17.9.14

El largo y desasosegado verano...



Los colores, olores y sabores fueron sino los mismos, al menos parecidos. Llegaron las moscas, las cigarras con su continua chicharrera, el sopor del mediodía macilento por efecto del calor, los melones con su punto de sabor a miel, las ciruelas jugosas, los melocotones de agua… Y llegaron las caminatas por los paseos marítimos, inhalando la brisa del mar a borbotones, como queriendo dejar ese tiempo parado y extenderlo más allá de las horas y de los minutos. Aparecieron las paredes cubiertas de flores de las acaparadoras polygalas, en lucha con espesas enredaderas de brillantes hojas nuevas… en los muros de las casas se dejaron ver las insistentes buganvillas, fucsia o liliáceas, trepando sinuosas en busca tal vez del inmenso azul. Las opulentas adelfas invadieron las aceras estrechas, más intransitables aún por las ramas de los árboles que alguien se olvidó de podar a tiempo… y las cotorras anidaron en las esbeltas palmeras, inalcanzables pero dejando constancia de su presencia para niños y mayores, cuyos ojos cada año buscan ese verde entre el otro verde, guiados por sus voces estridentes. El verano llegó como había llegado cada año anterior.

Sin embargo, quienes pensamos que sería una repetición más de tantas otras, nos equivocamos. El mundo y sus gentes estábamos impregnados por el desasosiego; llegó el mal tiempo con sus lluvias y la bajada de temperaturas, cuando no tocaba, y se aposentó en nuestros días de verano junto a la incertidumbre y el miedo silencioso a tantas injusticias que se nos han hecho cotidianas por repetidas. La avaricia de algunos provocando la ira de otros, la sangre derramada por los bombardeos, las muertes por accidentes sobrecogedores, el ébola, la llamada a la lucha por la religión, las políticas asfixiantes, el hambre, las torturas, los asesinatos,… llenaron nuestras horas dedicadas a mantenernos informados a través del teléfono móvil o de la televisión. Quedó ampliamente constatado que el afán de poder y de maldad de los humanos es inmensurable, su ambición se ha desbordado y la vida en este planeta empieza a no valer nada.

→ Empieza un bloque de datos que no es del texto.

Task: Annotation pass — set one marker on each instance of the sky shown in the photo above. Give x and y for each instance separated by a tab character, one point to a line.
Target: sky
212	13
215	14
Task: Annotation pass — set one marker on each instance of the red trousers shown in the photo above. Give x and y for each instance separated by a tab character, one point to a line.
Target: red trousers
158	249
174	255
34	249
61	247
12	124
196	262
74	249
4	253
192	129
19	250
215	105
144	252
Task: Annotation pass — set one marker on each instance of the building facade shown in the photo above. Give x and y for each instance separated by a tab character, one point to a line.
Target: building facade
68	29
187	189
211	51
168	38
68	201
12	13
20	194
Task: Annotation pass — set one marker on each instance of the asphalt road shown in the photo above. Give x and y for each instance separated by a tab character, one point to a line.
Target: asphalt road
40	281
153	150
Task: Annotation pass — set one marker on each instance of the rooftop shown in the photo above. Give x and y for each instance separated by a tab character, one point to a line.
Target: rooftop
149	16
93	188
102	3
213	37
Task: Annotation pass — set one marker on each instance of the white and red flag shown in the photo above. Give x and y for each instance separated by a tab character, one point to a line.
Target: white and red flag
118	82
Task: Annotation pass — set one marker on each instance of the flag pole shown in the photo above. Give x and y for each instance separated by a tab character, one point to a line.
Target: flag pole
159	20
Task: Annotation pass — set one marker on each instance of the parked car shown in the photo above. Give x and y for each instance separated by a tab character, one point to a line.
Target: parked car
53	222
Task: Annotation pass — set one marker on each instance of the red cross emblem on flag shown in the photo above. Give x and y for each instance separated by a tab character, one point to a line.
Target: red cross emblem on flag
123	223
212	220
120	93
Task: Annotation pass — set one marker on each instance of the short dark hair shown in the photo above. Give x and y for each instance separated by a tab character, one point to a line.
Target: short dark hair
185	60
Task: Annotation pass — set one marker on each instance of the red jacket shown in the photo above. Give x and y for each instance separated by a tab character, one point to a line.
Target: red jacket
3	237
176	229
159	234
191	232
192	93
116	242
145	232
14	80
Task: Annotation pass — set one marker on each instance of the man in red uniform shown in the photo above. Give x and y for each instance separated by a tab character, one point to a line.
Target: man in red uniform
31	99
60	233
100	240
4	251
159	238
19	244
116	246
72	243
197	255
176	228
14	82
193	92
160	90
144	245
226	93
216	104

Pero el verano en zonas de paz discurre con una cierta placidez. Para algunos llegaron las  vacaciones, los reencuentros con las familias, los días de sosiego en los pueblos añorados. También la novedad de ciudades nuevas, los paisajes exóticos, los atardeceres de postal contemplando como el sol se oculta bajo el mar… las noches locas de música y fiesta, las mañanas dormitando sobre la arena, las comidas copiosas y alguna siesta antes de salir a pasear. Son días libres de obligaciones, que duran menos de lo que uno quisiera. Y visto el panorama, es mejor vivir el verano intensamente, por si algo lo estropea… porque este año la incertidumbre también estaba veraneando a nuestro lado. Para algunos este espacio de tiempo ha sido excesivamente corto, otros quizás ni lo han saboreado. Pero siempre están los niños, para quienes la vida se centra en otras pequeñas cosas: los amigos, los juegos, los helados, los misterios que descubren cada día,… Sin olvidar que todo es relativo en esta vida y este verano ha sido muy dispar incluso en zonas de paz.

5 comentarios:

Isabel Barrado Pablos dijo...

Yo quiero volver a ser niña otra vez...
Aún nos quedan unos días para que se despida el verano. Ese caluroso y asfixiante verano, porque por aquí en tierras murcianas nos hemos asfixiado de calor lo que no está escrito. Espero que este otoño e invierno nos llueva un poco, que a este paso se me va a olvidar qué era eso de la lluvia XD. Eso sí, que venga poco a poco y no toda de golpe como suele hacer.

C. Lucía dijo...

Como anillo al dedo me viene tu texto, querida Durrel.

Muy dispar u muy desasosegado ha sido este verano, amiga, sí.

Me encantan tus entradas!!

Montones de besos:-)

José Núñez de Cela dijo...

El verano y el resto de las estaciones son para vivirlas intensamente.

Bonito texto.

Saludos!

Raquel dijo...

Cuánto tiempo, Durrell.
Aunque este año he tenido un poco mas abandonado mi desván no me olvido de los que alguna vez lo visitaron.
Feliz Navidad y feliz año nuevo.
Qué lo pases muy bien con tus seres queridos.
Paz, amor, salud, y mucha inspiración.
Un abrazo :)

Alondra dijo...

¡Hola amiga! había perdido el enlace y fue un placer encontrarte en mi ventana. Gracias por el afecto y espero, de todo corazón que no sólo pases unas fiestas entrañables, que la paz, bienestar y salud te acompañen todo el año.